Stimulation in IPG 10 is typically provided by pulses, as shown in FIG. 2. Stimulation parameters typically include the amplitude of the pulses (I; whether current or voltage); the frequency (F) and pulse width (PW) of the pulses; the electrodes 16 (E) activated to provide such stimulation; and the polarity (P) of such active electrodes, i.e., whether active electrodes are to act as anodes (that source current to the tissue) or cathodes (that sink current from the tissue). These stimulation parameters taken together comprise a stimulation program that the IPG 10 can execute to provide therapeutic stimulation to a patient.

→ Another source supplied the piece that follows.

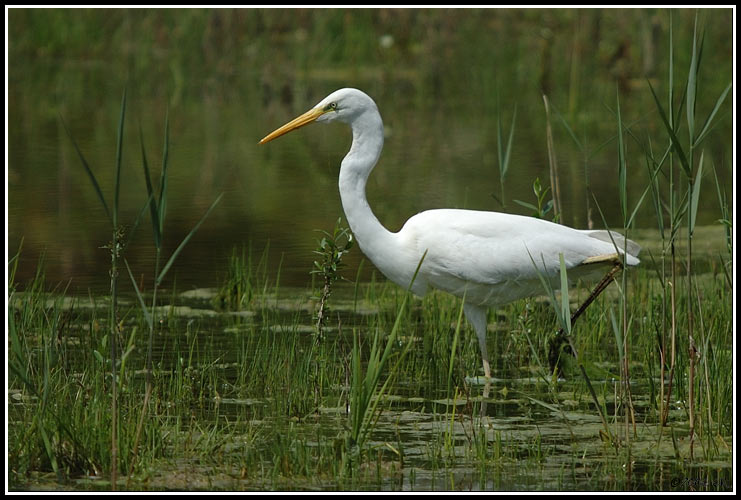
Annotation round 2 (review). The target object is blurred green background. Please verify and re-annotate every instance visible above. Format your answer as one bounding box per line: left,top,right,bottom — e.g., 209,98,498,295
7,9,734,291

In the example of FIG. 2, electrode E5 has been selected as an anode, and thus provides pulses which source a positive current of amplitude +I to the tissue. Electrode E4 has been selected as a cathode, and thus provides pulses which sink a corresponding negative current of amplitude −I from the tissue. This is an example of bipolar stimulation, in which only two lead-based electrodes are used to provide stimulation to the tissue (one anode, one cathode). However, more than one electrode may act as an anode at a given time, and more than one electrode may act as a cathode at a given time (e.g., tripole stimulation, quadripole stimulation, etc.).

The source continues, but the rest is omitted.